When I was in college, I thrived in my major -- poli sci. Out of that rather broad inquiry, I created my own focus: feminist political (largely deconstructionist) theory. I planned to be a forward-thinking, ground-breaking lawyer.

My life was very meticulously planned out: go to Kenya to teach English for one year, come back and attend Boalt School of Law.

Hah. Because yanno, plans that specific always work out, right???????





So this is what ACTUALLY happened:

1) I fell in love with Kenya, for all its beauty and tragedy, and decided to extend my contract.

2) While there, I realized I was better suited to advocate for women by telling their stories. The way I saw it, both could be public service -- but I preferred the pen and its wider public forum to the courtroom.

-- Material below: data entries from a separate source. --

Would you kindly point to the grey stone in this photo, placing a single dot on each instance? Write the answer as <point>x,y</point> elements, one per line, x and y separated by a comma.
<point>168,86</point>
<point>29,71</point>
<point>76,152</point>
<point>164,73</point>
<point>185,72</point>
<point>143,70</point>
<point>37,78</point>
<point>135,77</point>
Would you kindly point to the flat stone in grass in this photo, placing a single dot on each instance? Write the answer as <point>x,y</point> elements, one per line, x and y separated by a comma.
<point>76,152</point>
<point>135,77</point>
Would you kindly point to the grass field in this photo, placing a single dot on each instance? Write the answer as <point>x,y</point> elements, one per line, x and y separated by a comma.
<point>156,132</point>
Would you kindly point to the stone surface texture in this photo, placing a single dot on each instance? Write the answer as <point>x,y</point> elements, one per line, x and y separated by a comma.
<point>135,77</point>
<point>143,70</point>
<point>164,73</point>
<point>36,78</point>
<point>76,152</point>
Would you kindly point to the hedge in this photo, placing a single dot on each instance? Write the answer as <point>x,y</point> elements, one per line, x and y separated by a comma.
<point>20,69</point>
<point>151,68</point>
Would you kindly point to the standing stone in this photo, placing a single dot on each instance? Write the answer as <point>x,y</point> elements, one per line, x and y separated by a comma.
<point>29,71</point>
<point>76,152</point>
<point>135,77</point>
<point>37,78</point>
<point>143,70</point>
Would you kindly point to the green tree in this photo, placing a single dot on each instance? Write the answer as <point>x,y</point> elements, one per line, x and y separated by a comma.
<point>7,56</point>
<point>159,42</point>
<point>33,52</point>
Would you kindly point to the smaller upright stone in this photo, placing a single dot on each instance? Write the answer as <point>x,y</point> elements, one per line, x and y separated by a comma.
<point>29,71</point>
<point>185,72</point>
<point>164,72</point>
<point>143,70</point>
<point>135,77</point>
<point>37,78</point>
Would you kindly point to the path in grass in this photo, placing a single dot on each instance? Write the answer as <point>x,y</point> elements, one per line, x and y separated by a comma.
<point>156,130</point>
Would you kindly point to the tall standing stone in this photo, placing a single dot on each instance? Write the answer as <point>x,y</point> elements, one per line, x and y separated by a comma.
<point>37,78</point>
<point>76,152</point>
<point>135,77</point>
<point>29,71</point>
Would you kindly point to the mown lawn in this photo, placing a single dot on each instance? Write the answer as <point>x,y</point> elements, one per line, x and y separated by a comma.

So, 2 years in Kenya, followed by a Masters in Journalism, and my life looked nothing -- I mean, NOTHING -- like what I'd planned. And it was awesome.

Fast forward to today. Nearly 20 years in journalism, several stints as a teacher/professor/instructor of all things English and writing (and some politics and media thrown in for spice). I became a war bride and then a mother of two.

And I could no longer ignore the muse. She called gently, then firmly, then finally hit me over the head. I hadn't planned on this career step until the kids were older, until I could get some more sleep.

HAH.



I'm working on my third book. My new WIP is a ghost story and I LOVE it. I am having so much fun writing it, it feels like I was BORN to write this book. I've planned and plotted it meticulously because it has a lot of moving parts and I want to be sure I don't get lost along the way.

Over the weekend, my characters hijacked the plan.
I mean, they TOOK OFF and went somewhere I had not plotted or planned.

Wait, what?

And it's not the first time this has happened to me. In fact, it has happened every single time, with each of my books.

Because things change.  Usually without warning.


I don't try to resist the change. I actually never did, in spite of how uneasy it made me -- so now I just have to learn to trust that, in my books, as in my life, my characters will take the lead and they'll do fabulous things. Unless they don't, but that's what revisions are for. (Which is so much nicer than real life, where you don't get that lovely, infinitely forgiving do-over).

Does change wig you out?
What do you do when your characters take over??